[672]. For example upon a Campana relief in Lovatelli (“Antichi monumenti,” Roma, 1889, I, IV, Fig. 5). Likewise the Veronese Priapus has a basket filled with phalli.
[673]. Compare Grimm: II, IV, p. 899: Either by the caressing or kissing of a dragon or a snake, the fearful animal was changed into a beautiful woman whom the hero wins in this way.
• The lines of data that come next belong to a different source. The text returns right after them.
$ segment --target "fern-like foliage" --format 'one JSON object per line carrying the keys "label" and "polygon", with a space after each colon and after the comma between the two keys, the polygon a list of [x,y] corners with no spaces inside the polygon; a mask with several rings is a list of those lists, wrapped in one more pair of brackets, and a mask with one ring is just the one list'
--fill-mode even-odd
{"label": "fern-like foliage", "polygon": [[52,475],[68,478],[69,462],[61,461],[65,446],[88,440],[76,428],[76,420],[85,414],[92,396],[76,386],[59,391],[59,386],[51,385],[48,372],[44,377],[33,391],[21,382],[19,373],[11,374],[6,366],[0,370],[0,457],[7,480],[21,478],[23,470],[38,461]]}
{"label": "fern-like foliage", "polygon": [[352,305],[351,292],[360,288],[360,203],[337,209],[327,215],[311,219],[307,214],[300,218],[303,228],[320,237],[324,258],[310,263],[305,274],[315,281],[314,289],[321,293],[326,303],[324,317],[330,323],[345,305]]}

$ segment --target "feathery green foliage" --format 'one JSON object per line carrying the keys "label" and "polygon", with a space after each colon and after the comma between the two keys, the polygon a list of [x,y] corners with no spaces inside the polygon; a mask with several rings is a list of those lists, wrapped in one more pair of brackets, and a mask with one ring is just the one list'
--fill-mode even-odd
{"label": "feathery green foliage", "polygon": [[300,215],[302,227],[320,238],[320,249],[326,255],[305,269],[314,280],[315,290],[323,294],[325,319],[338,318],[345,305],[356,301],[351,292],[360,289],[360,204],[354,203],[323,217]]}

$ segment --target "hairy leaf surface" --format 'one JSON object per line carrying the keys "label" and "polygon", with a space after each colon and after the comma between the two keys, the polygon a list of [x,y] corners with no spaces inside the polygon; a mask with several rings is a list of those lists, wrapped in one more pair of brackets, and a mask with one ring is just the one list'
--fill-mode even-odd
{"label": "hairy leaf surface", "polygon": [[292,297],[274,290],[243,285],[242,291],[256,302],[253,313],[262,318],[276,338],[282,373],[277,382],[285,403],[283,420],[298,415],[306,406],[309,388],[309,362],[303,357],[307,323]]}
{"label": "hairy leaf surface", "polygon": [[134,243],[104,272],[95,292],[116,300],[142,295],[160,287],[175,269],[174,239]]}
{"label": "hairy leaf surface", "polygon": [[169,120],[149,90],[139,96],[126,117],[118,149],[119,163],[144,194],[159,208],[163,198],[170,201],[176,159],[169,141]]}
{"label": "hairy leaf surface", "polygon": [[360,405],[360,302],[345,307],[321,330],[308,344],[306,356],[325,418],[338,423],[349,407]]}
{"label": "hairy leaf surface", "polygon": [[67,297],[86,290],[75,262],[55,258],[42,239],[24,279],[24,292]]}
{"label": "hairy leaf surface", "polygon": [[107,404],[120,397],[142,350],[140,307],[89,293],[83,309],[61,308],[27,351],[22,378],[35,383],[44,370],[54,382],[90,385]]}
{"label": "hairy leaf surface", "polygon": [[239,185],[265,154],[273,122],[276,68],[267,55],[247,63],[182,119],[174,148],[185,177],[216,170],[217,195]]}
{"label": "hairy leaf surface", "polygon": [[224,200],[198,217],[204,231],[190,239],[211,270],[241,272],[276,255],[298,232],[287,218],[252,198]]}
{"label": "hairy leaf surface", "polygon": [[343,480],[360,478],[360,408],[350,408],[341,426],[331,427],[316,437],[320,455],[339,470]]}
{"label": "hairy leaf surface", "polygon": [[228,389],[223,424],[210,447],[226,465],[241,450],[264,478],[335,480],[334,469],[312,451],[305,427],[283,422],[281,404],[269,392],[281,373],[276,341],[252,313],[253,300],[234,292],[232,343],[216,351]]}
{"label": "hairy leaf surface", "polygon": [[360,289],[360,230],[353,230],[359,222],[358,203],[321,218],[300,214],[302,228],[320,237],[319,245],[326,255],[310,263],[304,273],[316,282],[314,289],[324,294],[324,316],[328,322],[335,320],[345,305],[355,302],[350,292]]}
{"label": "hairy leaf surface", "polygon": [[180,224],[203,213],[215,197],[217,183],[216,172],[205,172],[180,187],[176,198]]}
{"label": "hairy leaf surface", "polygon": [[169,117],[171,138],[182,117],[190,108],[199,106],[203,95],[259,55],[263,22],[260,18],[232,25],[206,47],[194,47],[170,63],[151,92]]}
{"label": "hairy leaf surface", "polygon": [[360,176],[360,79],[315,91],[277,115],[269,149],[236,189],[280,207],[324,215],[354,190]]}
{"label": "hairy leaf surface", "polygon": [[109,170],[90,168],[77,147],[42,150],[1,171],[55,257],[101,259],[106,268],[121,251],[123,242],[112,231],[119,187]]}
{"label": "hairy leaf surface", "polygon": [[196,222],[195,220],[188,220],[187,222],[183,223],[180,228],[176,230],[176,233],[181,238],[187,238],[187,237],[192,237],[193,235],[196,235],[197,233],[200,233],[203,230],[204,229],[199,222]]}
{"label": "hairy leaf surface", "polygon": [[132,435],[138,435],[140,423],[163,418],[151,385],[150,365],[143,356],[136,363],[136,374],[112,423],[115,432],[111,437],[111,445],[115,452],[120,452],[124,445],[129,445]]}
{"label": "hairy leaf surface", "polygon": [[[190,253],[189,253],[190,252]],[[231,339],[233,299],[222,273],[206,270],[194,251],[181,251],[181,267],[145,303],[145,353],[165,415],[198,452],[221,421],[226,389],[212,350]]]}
[674]. The mother, the earth, is the distributor of nourishment. The mother in presexual material has this meaning. Therefore St. Dominicus was nourished from the breasts of the mother of God. The sun wife, Namaqua, consists of bacon. Compare with this the megalomanic ideas of my patient, who asserted: “I am Germania and Helvetia made exclusively from ‘sweet butter’” (“Psychology of Dementia Praecox”).
[675]. He who achieved divinity through the womb.
[676]. He who achieved divinity through the womb; he is a serpent, and he was drawn through the womb of those who were being initiated.
[677]. The golden serpent is crowded into the breast of the initiates and is then drawn out through the lowest parts.
[678]. O Fœtus, he who is in the vagina or womb.
[679]. Compare the ideas of Nietzsche: “Piercing into one’s own pit,” etc. In a prayer to Hermes in a London papyrus it is said: ἐλθέ μοι, κύρίε Ἑρμῆ, ὡς τὰ βρέφη εἰς τὰς κοιλίας τῶν γυναικῶν (Come to me, Lord Hermes, as the foetus into the womb of the mother). Kenyon: “Greek Papyrus in the British Museum,” 1893, p. 116; Pap. CXXII, Z. 2 ff. Cited by Dieterich: Ibid., p. 97.
[680]. Compare De Jong: Ibid., p. 22.
[681]. The typical grain god of antiquity was Adonis, whose death and resurrection was celebrated annually. He was the son-lover of the mother, for the grain is the son and fructifier of the womb of the earth as Robertson very correctly remarks (“Evangelical Myths,” p. 36).